It’s no coincidence that Run the World takes a joyful and optimistic approach to love and friendship in Harlem.
Creator Leigh Davenport set out to create a series that reflected the happiness and fulfilling relationships that Black women experience in real life, despite what other shows tell you. Even when they’re dealing with things like being passed over for a promotion or wedding jitters, Ella, Renee, Sondi and Whitney are still living their best lives because they have each other.
“One of the things that Leigh Davenport and [showrunner] Yvette Lee Bowser would talk about was Black girl joy,” Andrea Bordeaux, who plays Ella on the Starz comedy (Sundays, 8:30/7:30c), tells TVLine. “To me, that’s the main component of the Black female experience. We live such beautiful, interesting, intricate lives.
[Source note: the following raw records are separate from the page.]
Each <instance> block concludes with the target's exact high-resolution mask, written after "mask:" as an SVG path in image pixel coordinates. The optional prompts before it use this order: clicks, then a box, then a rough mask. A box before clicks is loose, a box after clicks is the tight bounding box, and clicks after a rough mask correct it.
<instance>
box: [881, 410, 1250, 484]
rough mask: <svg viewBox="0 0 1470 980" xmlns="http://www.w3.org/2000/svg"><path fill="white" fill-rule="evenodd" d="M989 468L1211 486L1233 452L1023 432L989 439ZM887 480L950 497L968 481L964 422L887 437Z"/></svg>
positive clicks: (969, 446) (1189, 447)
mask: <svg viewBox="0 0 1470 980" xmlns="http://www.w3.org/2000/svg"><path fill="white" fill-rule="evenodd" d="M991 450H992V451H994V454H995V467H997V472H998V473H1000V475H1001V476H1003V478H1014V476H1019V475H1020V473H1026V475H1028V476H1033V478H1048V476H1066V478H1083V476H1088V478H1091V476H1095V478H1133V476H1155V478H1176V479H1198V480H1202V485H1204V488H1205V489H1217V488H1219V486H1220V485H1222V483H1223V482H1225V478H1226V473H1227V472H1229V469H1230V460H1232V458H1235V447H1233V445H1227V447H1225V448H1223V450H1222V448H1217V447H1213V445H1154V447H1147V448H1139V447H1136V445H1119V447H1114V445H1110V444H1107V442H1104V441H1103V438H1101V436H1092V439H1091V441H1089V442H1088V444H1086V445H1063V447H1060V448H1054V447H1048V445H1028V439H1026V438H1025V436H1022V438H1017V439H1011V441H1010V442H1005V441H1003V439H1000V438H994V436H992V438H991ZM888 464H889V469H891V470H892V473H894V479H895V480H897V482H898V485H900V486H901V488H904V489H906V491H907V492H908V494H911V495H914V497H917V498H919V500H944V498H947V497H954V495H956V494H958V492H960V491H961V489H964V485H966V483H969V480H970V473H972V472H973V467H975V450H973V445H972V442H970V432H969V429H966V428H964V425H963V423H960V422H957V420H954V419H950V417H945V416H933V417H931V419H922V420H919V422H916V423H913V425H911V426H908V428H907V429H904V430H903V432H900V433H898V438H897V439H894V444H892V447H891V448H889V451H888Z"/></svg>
There is so much trauma porn on television right now, especially as it relates to the Black experience, and this show is just a breath of fresh air.”
The series draws fair comparisons to Sex and the City — Ella even refers to her on-again, off-again boyfriend Anderson (Nick Sagar) as her Big — but feels much more realistic. Take Ella, a journalist-turned-writer who takes a job at a gossip rag to pay her bills after her book flops on the charts. Over the course of the season, we see how that failure has rattled her confidence as she tries to build herself back up.
“She feels a little bit disillusioned [and] fearful,” Bordeaux explains. “In Episode 6, she talks about how she used to feel invincible, and she doesn’t know how to get that feeling of invincibility back. It’s a journey of redefining yourself and recalibrating your path.”
Things didn’t work out for Ella the way that she’d expected, Bordeaux notes, so now she’s “just trying to figure things out” and “decide: What is my life supposed to look like now? How do I move forward, despite being in this place of a lack of confidence and a little bit of fear?”
Ella’s self-evaluating journey includes seeing her therapist Nancy (Rosie O’Donnell) to work through those issues. In Episode 6, we learned that Ella and her friends are all seeing Nancy, which sparked a debate amongst fans about whether this was strange or normal. According to Bordeaux, the funny coincidence was inspired by a real-life experience.
“Leigh and a number of her friends realized that they were all seeing the same person,” Bordeaux shares. “I don’t find it unusual at all. I think it’s really funny. I’ve read a few comments from people who say that it’s unrealistic, and it’s like, ‘Well, just because you haven’t experienced something doesn’t mean it’s unrealistic.'”
She adds that “as women find these avenues for healing, it makes a lot of sense to actually share those resources with the people around them.”